The menu is limited, with five specialty sandwiches and a build your own variety, and a couple of salads. Breakfast sandwiches and pastries are also offered. I opted for the star of the show, the sandwich that gets top billing, the Drunken Brisket. I don’t know why it’s called that, nor do I care, as long as I can order it again. A healthy, but not overwhelming, portion of slow-roasted, juicy, brisket is served atop your choice of bread or roll (and the bread is a star in its own right). The meat is topped with pickled veggies (almost like what you’d get on a Bahn mi) and spicy pepper tapenade. Barbecue sauce and provolone blanket the entire thing. It’s not cheap, at $12.75, but there’s enough there for a very hearty lunch or two smaller meals.

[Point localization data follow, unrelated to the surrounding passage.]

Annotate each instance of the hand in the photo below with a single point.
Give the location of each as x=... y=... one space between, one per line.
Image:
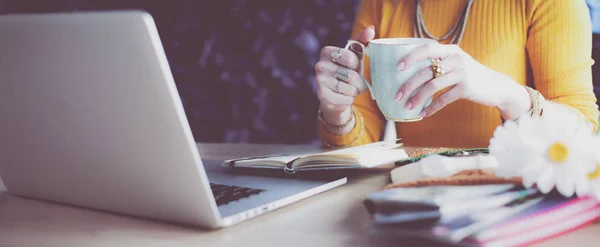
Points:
x=465 y=78
x=337 y=95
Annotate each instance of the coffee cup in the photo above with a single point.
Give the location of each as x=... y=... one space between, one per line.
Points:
x=384 y=55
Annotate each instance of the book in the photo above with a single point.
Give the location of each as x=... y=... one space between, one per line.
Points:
x=521 y=222
x=555 y=215
x=439 y=204
x=364 y=156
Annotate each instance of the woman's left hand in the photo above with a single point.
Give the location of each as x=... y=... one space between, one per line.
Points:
x=466 y=79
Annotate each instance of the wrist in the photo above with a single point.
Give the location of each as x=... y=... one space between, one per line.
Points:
x=516 y=103
x=338 y=122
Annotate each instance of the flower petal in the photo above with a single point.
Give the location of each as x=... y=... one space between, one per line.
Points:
x=582 y=188
x=545 y=182
x=595 y=189
x=565 y=182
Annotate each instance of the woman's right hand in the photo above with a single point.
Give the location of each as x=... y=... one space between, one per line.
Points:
x=336 y=93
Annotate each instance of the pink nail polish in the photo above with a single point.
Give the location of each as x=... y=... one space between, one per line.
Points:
x=399 y=96
x=401 y=66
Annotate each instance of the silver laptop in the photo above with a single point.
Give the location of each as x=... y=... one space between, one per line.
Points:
x=90 y=116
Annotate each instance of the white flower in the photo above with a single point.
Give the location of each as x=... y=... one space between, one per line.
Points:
x=594 y=172
x=547 y=152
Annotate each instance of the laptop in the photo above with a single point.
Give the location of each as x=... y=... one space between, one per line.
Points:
x=90 y=116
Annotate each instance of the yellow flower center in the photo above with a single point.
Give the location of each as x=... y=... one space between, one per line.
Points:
x=595 y=174
x=558 y=152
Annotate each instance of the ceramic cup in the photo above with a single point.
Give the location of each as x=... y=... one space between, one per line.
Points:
x=384 y=55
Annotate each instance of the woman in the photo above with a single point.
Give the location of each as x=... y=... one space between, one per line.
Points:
x=500 y=60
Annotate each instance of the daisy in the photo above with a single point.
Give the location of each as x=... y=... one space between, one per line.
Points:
x=594 y=172
x=548 y=152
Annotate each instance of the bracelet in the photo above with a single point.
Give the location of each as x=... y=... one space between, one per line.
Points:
x=360 y=133
x=537 y=100
x=338 y=127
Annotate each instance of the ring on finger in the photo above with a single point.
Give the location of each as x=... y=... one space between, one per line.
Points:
x=436 y=66
x=342 y=73
x=336 y=55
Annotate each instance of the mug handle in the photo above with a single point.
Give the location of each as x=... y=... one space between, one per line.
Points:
x=365 y=51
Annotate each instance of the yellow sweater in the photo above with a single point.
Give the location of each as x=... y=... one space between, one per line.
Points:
x=545 y=44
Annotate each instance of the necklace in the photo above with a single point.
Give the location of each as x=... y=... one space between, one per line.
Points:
x=455 y=34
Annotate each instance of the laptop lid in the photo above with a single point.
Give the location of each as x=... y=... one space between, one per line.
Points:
x=90 y=116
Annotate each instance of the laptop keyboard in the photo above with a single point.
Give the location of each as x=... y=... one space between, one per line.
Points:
x=228 y=193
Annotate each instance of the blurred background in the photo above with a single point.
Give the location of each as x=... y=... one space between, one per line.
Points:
x=244 y=68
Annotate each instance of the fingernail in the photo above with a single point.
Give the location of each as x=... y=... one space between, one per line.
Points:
x=401 y=65
x=399 y=96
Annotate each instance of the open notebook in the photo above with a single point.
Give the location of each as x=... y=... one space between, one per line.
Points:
x=365 y=156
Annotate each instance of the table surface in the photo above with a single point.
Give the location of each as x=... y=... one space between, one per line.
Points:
x=333 y=218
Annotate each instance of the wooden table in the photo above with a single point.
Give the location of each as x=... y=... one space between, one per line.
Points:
x=333 y=218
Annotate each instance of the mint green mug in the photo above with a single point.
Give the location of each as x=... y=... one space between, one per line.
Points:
x=384 y=55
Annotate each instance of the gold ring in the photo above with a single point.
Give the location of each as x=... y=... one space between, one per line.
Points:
x=342 y=74
x=436 y=66
x=336 y=55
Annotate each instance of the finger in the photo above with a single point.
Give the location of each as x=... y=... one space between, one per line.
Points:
x=327 y=95
x=366 y=35
x=337 y=85
x=333 y=107
x=363 y=37
x=347 y=59
x=432 y=87
x=428 y=51
x=426 y=74
x=442 y=101
x=354 y=78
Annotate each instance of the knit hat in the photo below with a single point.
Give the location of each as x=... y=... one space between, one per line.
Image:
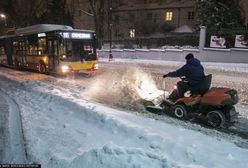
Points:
x=189 y=56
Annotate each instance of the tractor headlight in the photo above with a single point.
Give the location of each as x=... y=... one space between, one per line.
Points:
x=95 y=66
x=65 y=68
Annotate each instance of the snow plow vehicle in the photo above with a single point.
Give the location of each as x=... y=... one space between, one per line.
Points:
x=213 y=106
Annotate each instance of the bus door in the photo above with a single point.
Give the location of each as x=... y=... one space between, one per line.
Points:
x=52 y=48
x=22 y=54
x=8 y=50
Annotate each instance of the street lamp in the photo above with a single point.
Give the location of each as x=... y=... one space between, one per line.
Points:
x=3 y=16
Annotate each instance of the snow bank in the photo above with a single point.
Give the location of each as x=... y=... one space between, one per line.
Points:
x=233 y=67
x=63 y=130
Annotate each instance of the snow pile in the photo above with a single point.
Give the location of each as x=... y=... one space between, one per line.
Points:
x=126 y=88
x=227 y=67
x=62 y=130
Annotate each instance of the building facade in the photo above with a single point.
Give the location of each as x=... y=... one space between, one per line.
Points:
x=135 y=18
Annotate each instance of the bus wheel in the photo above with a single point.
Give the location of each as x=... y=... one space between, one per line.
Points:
x=42 y=68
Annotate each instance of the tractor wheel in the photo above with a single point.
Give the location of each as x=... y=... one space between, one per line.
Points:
x=42 y=68
x=216 y=119
x=180 y=111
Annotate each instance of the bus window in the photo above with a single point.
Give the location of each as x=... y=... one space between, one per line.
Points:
x=78 y=51
x=42 y=46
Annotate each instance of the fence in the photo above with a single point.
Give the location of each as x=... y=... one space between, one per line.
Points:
x=205 y=54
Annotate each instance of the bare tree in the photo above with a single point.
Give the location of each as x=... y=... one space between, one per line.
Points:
x=98 y=11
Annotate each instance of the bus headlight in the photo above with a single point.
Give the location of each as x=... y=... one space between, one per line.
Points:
x=65 y=68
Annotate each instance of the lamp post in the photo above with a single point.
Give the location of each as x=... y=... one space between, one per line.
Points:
x=110 y=29
x=3 y=16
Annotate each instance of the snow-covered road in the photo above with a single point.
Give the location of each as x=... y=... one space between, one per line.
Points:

My veggie hubby had to “settle for” the Caprese sandwich, but after one bite the vegetarian didn’t feel as if he was settling anymore. There are also a BLT, Rueben, and an Italian cold cut classic, all priced at $12.75 and served with a small side.
Papa Duke’s is still ironing out some kinks; they’re known to run out of brisket long before the end of the day. But the food is delicious and the service is friendly and willing to please, and that makes them the main attraction in my book.